I did so, and a few seconds later, fragrant steam wafted up from the small opening. Dad was understandably a lot more reluctant to drink it than I. “You mean to tell me she’s got a plant for every purpose we built a machine for? Houses, clothing, tools...it all just grows right out of the ground?”

Even after finally drinking the steaming contents of his own fruit, he struggled to wrap his head around it. “Boy, some crazy shit happens out in the jungle, don’t it.” I answered that I couldn’t have put it better myself, then asked if he had a boat stashed someplace.

“It’s under some camo tarps behind the cabin. Why?” I told him about the narco sub. He pounded the table. “That’s my boy! Always gotta do one better than your old man, don’t you? But I ain’t complaining, now we can slip out of here under the radar.

That spook whose buddies you iced could still be out there looking for you. Alls he’d have to do is follow the coastline far enough north to spot the dock. I only didn’t take it down ‘cause I figured you might need it to find me.”

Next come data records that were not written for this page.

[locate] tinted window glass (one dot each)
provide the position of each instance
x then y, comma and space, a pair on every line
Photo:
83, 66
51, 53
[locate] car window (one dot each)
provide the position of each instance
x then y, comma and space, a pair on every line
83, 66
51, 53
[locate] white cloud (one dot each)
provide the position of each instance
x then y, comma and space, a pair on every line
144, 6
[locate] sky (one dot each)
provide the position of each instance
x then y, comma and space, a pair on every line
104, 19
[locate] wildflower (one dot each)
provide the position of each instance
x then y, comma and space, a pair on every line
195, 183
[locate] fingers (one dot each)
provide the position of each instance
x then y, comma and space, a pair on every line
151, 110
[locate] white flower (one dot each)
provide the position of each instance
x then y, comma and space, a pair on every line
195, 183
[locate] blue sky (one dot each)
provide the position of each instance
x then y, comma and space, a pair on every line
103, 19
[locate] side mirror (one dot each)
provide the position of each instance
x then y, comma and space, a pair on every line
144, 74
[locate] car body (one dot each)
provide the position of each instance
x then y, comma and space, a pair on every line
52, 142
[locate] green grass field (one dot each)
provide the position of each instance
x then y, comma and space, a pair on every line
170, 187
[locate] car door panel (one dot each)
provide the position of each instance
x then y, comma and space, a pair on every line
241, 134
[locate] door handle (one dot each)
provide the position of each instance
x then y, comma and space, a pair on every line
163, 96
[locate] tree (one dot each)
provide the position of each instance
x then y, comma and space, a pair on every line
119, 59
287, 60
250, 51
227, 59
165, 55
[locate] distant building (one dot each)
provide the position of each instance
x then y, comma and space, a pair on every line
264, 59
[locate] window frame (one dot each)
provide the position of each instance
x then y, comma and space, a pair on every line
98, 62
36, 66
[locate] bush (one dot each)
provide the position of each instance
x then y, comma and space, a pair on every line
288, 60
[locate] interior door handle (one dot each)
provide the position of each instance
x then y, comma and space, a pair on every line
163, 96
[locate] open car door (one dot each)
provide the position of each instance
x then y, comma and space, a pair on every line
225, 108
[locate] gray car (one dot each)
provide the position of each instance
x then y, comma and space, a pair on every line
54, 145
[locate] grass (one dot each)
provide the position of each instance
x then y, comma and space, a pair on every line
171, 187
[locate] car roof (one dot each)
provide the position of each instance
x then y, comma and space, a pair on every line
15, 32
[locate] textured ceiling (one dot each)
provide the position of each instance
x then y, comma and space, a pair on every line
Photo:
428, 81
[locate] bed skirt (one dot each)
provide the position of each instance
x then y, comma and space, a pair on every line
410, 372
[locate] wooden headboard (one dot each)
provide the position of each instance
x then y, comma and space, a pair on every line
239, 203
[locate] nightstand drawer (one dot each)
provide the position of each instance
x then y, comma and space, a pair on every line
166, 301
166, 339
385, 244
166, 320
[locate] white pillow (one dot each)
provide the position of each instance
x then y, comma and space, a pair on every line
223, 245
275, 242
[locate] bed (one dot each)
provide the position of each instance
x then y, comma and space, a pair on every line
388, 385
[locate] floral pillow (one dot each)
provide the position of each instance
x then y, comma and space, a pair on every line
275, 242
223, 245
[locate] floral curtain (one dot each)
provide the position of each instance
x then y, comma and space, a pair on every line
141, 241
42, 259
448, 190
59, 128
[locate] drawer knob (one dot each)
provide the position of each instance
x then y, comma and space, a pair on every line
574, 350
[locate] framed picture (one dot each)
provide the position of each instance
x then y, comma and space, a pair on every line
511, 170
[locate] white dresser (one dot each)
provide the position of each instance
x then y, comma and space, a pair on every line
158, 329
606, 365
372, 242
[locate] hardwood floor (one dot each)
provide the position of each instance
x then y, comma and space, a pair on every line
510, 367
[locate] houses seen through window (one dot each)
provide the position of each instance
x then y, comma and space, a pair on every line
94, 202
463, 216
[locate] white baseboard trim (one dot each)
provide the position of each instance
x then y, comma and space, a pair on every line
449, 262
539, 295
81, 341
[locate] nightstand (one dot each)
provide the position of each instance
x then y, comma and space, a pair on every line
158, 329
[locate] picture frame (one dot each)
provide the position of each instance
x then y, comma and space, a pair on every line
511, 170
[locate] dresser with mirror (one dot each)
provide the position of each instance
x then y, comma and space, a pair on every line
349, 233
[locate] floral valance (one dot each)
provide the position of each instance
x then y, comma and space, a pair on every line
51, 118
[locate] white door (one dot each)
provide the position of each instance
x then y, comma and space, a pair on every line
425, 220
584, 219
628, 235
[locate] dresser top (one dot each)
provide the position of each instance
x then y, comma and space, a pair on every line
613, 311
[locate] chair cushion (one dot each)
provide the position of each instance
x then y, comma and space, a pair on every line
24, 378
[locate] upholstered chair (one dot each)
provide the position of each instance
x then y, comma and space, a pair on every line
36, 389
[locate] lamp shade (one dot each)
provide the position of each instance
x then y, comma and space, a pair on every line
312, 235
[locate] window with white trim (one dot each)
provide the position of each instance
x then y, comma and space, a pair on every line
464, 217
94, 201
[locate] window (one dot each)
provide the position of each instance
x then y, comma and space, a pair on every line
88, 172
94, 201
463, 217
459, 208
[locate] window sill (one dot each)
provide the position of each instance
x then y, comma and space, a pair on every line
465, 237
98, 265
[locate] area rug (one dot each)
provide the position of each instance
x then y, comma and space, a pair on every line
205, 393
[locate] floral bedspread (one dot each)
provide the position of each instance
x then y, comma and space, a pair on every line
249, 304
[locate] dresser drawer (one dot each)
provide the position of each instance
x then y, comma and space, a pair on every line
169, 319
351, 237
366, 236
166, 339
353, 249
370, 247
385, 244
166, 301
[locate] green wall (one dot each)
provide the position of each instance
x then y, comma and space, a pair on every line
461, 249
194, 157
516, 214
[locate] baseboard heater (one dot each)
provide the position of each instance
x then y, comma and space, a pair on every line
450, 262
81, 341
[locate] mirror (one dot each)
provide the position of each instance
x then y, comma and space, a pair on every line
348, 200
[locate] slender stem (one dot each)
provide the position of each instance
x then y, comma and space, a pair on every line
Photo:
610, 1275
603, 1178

The notion sent chills down my spine. “We’d better not waste even another second then. Have you got everything you want to bring with you?” Dad pointed a thumb back over his shoulder. “There’s about a year worth of MREs in the sailboat. How much is there room in your little sub for?”

I estimated at least half of it ought to fit after we dumped out the drugs. Dad whistled. “That’s a lot of money to just go and dump in the ocean.” He wasn’t wrong, but I couldn’t bring myself to sell any of it. Not having seen what it turns people into.

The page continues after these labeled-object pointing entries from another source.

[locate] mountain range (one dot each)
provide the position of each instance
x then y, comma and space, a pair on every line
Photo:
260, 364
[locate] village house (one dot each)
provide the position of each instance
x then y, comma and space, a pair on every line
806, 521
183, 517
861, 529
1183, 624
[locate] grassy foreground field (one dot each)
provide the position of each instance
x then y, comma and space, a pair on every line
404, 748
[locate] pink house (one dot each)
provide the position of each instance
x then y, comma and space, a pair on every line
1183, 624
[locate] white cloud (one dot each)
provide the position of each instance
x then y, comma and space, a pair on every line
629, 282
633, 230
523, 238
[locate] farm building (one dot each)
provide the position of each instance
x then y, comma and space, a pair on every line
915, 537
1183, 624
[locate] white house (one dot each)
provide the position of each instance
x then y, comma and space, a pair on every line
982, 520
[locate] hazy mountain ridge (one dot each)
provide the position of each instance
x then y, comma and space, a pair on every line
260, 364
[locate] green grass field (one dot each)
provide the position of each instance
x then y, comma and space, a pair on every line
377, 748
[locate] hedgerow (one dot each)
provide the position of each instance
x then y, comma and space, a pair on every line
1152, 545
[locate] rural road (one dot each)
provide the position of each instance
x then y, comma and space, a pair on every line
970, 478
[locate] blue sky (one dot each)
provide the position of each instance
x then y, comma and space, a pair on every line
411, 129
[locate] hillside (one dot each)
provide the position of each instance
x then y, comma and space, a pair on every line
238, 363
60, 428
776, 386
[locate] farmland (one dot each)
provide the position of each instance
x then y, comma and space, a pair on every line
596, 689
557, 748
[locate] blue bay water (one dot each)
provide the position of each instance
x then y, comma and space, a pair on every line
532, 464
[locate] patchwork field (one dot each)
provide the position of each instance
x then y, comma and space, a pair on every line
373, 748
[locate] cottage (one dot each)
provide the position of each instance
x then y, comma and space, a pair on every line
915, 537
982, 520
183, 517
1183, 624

So it was that the three of us spent half an hour emptying the neatly packaged bricks of white powder out of the sub, and loading in the replacement cargo. I eyeballed the fuel gauge. Still full, didn’t even use any yet on account of escaping from the swamp submerged, under battery power.


Stay Tuned for Part 35!

Sort:  

"From there, a ladder descended into the tank itself, mounted to the inside surface. A scuba regulator on the end of a ten foot hookah line dangled from the little platform, covered in cobwebs from disuse. I gestured to the setup and raised an eyebrow." I raised my eyebrow when I was reading this. Ha!

good to share...

enjoy with this...what ever you want to do

hahahahh :) -Must’ve been growing more than organic veggies-
Is 'organic' really organic? ;) :d

omg am impressed :') cant wait for the next part dude :D keep up the great content :D

keep it up with this
resteemed

Good novel you have out there . always teaching us a taught that changes many mindset of life in here

Wow what an adventure at sea, it seems the guys are more in for trouble in the sea, and my goodness, did I just see a talking dolphin here hahaha

If I was to guess the color of that submarine, you know what color I would guess. I liked the reference to "Altered States", that was a good movie, wow I did not realize it was so old a movie 1980. Damn time is flying along.

Thank you @alexbeyman, i will always follow the story of this novel you share this, i like to read the story, although i have to use translate but for me not become a problem, the important intention to read.

Thank you for sharing your story evethough you can’t upvote or reward.
“But I couldn’t bring myself to sell any of it. Not having seen what it turns people into”
This part is to remember.

Great work! Keep it up

The Erasure of Asherah Thank you very much for the new episode. You shared a new episode with us, which is actually a big thing for us. It's really nice to me to read your new episode. Very beautifully, you have presented the novel to us. The novel is really amazing. I have shared many stories with good understanding and I have read the past stories correctly and many more Lets have actually brought you wonderful novel stories in our midst. I appreciate the experience you have experienced, and you are working very well that it has become very popular to everyone.